Gilmore’s nascent musical sensibility may have been shaped by what he heard on the radio and from national touring acts — that is, by the commercial country and rock ‘n’ roll music of the day. But by the early ’60s, the countercultural rumblings of the East Coast folk revival began to hold sway over his picking and singing as well. The folk boom’s influence persists in his music today: Witness the versions of “Darcy Farrow” and “Mack The Knife” on his new album, songs Gilmore learned some 30 years ago, respectively, from recordings by Ian & Sylvia and Dave Van Ronk.
“I had a friend, Pat Patrick, who had lived in New York City and gone to NYU and was friends with Dave Van Ronk; he also knew Bob Dylan before he got his recording contract,” says Gilmore. “Pat had perhaps the biggest influence on me of all because he turned me onto that world of folk music, which never did happen in Lubbock, as far as the general public was concerned. There was no station that played Bob Dylan or Dave Van Ronk, or even Ian & Sylvia.”
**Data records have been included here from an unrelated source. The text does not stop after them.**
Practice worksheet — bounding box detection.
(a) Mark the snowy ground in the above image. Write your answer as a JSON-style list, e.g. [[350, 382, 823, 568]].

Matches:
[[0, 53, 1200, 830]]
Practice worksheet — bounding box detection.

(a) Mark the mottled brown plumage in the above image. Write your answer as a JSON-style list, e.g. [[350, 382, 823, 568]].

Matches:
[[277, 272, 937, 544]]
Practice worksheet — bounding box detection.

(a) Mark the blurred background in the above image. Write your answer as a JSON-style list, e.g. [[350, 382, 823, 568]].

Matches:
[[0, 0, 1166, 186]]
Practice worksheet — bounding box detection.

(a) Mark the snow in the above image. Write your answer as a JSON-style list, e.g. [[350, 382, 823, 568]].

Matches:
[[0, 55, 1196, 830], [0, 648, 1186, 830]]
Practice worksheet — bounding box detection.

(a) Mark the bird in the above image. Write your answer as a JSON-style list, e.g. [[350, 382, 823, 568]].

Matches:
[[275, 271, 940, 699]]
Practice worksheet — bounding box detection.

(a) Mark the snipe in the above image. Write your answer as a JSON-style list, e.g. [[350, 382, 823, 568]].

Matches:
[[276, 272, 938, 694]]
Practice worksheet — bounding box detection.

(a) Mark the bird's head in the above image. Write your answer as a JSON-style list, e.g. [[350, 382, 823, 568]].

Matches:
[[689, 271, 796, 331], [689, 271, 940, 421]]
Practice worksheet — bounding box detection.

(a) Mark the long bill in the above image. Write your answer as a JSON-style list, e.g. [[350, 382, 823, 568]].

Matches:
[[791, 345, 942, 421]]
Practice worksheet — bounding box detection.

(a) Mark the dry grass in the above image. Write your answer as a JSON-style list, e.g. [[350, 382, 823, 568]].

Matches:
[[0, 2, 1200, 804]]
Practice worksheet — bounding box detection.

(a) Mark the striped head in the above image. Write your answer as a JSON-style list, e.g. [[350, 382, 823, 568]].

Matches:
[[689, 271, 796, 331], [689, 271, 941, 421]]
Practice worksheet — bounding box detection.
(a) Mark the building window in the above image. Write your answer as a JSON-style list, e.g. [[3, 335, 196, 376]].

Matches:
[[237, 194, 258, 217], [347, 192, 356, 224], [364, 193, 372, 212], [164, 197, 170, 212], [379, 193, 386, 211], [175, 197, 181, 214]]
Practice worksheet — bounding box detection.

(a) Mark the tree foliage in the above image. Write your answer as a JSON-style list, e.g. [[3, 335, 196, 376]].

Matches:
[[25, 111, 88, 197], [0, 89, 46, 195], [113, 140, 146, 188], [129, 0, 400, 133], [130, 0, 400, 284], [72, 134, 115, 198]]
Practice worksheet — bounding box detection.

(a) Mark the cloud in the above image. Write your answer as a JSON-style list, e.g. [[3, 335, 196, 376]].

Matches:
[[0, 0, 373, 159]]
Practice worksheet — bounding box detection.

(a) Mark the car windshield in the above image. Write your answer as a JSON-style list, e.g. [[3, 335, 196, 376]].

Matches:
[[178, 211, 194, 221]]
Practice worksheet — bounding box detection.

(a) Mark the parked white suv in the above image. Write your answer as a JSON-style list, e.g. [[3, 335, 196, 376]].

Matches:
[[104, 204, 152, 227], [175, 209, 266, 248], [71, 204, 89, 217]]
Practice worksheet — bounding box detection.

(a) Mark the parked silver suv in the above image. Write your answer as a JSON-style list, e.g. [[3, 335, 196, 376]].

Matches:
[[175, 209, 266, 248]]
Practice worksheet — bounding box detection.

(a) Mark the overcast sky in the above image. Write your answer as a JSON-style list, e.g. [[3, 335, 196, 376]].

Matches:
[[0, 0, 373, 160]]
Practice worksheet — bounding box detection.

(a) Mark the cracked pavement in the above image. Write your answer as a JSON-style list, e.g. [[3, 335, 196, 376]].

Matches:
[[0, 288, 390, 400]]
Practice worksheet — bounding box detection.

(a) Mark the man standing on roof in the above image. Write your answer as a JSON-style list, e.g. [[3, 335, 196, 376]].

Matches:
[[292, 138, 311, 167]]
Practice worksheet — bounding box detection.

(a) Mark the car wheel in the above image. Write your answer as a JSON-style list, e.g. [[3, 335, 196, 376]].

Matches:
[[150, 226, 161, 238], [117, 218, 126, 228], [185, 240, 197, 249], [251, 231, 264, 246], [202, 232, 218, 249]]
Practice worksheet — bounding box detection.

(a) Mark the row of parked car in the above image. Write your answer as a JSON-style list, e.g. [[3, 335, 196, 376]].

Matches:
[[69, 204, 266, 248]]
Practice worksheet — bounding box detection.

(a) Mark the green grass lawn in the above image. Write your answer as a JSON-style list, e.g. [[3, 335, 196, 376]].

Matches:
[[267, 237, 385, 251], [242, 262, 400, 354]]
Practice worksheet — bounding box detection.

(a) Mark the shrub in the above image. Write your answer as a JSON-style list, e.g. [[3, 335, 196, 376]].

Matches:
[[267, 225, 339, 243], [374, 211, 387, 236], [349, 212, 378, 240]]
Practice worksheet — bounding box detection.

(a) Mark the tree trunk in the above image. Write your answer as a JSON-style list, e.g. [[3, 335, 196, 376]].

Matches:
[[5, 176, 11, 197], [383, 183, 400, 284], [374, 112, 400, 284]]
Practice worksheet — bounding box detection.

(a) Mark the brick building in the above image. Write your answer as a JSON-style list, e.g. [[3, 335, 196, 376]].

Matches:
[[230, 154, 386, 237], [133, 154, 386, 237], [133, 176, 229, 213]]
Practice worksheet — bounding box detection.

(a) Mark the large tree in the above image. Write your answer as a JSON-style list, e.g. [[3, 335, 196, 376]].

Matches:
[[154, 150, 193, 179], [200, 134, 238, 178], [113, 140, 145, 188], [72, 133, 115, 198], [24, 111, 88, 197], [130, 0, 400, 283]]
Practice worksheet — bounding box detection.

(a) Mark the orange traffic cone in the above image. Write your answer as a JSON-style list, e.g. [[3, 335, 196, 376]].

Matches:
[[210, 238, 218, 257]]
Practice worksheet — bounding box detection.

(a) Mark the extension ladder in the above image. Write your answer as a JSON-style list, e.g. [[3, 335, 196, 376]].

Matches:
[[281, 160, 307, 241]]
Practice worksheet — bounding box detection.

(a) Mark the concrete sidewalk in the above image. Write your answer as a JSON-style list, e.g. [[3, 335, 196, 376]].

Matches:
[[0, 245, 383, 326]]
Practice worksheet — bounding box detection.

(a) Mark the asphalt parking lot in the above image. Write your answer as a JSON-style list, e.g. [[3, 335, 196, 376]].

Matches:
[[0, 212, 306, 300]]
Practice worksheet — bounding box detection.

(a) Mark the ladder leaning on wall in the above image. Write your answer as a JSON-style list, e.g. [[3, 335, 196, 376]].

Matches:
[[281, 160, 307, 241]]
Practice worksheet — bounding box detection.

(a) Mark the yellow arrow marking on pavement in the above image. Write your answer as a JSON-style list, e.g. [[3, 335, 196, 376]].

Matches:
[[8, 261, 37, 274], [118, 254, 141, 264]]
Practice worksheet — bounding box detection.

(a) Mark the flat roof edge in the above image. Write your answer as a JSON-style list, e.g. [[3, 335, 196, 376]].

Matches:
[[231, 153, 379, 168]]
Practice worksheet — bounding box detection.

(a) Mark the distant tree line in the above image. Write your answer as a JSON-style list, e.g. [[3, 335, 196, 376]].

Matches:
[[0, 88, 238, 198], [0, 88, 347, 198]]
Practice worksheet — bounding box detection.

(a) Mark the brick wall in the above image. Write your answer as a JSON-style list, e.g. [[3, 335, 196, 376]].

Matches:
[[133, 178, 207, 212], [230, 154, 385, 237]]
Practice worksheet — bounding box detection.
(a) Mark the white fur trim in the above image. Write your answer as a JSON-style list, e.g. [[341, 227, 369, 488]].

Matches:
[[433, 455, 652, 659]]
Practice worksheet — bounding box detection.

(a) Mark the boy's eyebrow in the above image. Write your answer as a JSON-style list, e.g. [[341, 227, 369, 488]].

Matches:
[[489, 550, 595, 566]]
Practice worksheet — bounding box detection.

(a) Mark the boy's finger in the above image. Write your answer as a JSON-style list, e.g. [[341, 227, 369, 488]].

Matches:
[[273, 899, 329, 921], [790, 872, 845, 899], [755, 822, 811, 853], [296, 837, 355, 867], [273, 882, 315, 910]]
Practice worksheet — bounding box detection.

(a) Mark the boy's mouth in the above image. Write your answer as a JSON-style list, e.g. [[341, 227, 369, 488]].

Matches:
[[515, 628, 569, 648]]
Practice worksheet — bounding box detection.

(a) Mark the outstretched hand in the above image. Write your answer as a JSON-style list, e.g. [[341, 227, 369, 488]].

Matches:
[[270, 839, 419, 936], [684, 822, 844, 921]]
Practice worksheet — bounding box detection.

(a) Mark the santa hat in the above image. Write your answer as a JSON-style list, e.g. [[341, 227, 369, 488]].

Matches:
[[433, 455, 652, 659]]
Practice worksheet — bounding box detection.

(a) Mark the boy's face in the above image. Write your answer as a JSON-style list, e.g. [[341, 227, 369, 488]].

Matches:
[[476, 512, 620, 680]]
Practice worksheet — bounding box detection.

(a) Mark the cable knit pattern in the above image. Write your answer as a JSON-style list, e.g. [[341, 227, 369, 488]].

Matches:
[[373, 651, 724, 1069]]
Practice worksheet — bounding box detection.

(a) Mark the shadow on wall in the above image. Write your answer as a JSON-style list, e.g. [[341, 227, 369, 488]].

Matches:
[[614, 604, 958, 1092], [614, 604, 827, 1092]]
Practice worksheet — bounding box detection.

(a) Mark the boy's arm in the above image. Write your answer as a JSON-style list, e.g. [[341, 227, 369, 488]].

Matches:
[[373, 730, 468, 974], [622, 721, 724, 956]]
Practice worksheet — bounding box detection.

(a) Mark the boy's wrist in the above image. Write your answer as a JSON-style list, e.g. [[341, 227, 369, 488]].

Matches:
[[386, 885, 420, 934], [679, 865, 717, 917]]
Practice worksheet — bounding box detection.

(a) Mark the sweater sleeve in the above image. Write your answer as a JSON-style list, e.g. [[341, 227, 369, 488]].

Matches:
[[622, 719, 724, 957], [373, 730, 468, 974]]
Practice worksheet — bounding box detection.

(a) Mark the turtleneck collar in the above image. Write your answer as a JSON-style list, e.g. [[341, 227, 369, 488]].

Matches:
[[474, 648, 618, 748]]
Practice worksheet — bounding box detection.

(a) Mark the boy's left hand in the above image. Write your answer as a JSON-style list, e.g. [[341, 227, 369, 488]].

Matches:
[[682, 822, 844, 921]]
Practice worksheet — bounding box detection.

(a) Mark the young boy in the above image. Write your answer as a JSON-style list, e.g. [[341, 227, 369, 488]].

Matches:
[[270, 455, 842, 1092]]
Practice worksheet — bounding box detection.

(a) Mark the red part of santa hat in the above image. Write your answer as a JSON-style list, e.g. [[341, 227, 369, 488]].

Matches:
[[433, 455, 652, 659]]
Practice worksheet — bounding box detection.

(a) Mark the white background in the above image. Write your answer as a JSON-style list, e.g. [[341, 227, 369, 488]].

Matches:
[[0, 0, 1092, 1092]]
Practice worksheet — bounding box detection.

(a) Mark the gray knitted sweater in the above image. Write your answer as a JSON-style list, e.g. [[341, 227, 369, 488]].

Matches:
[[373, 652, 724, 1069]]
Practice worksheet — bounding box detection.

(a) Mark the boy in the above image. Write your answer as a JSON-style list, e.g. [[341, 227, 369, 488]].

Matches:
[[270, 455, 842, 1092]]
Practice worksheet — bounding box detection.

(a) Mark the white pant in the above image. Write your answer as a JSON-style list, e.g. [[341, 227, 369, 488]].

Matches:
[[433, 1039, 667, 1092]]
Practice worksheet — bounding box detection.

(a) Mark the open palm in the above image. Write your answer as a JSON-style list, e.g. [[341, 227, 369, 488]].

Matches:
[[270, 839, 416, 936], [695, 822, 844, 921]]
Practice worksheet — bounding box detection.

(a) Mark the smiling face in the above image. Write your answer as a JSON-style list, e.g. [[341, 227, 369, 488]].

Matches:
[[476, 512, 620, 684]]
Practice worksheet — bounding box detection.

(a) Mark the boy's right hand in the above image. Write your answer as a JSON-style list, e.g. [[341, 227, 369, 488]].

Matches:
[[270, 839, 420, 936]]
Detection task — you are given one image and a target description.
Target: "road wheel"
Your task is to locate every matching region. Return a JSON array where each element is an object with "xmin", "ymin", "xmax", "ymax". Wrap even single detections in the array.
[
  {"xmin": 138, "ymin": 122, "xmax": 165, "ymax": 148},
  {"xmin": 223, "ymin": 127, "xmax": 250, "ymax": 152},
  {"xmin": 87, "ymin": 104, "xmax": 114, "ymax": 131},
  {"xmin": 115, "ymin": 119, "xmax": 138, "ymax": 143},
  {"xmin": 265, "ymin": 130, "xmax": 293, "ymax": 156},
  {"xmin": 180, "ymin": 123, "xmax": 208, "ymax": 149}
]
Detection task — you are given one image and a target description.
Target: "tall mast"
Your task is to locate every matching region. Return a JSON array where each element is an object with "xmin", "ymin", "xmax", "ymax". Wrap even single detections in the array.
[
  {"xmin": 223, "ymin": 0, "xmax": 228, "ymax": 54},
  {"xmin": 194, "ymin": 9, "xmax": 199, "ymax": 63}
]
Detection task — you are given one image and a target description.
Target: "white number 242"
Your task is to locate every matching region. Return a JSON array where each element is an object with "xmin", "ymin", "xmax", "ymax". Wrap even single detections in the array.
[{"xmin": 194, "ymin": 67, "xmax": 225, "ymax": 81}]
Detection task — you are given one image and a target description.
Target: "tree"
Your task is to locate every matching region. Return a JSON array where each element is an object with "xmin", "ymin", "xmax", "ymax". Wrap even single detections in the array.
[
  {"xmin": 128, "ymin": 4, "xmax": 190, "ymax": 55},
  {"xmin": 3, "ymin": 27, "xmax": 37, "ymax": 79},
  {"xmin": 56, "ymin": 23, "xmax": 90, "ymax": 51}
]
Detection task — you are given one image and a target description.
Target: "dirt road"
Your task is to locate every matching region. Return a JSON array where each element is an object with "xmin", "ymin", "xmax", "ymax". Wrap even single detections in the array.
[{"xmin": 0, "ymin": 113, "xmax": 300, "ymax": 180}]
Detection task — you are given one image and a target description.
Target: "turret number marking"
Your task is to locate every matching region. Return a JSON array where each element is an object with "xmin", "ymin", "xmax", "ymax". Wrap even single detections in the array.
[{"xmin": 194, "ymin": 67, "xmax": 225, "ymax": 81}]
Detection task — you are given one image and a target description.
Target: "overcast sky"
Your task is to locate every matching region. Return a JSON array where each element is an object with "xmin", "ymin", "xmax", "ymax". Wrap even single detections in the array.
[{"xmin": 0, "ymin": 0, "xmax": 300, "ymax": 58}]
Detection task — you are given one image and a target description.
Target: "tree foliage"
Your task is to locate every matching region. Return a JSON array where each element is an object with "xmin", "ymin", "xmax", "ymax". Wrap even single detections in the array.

Gilmore certainly considered himself a folkie when he and Joe Ely began hanging around together in the late ’60s. “Joe and I were folk singers,” he explains. “We went to each other’s gigs. We’d known each other for awhile but we didn’t start spending any time together until one day, when he called me and said, ‘I picked up this guy hitchhiking and he gave me this record. You gotta come hear it.'” The singer with his thumb in the air, headed for Houston, was Townes Van Zandt, who by this time (1970) already had a couple albums out.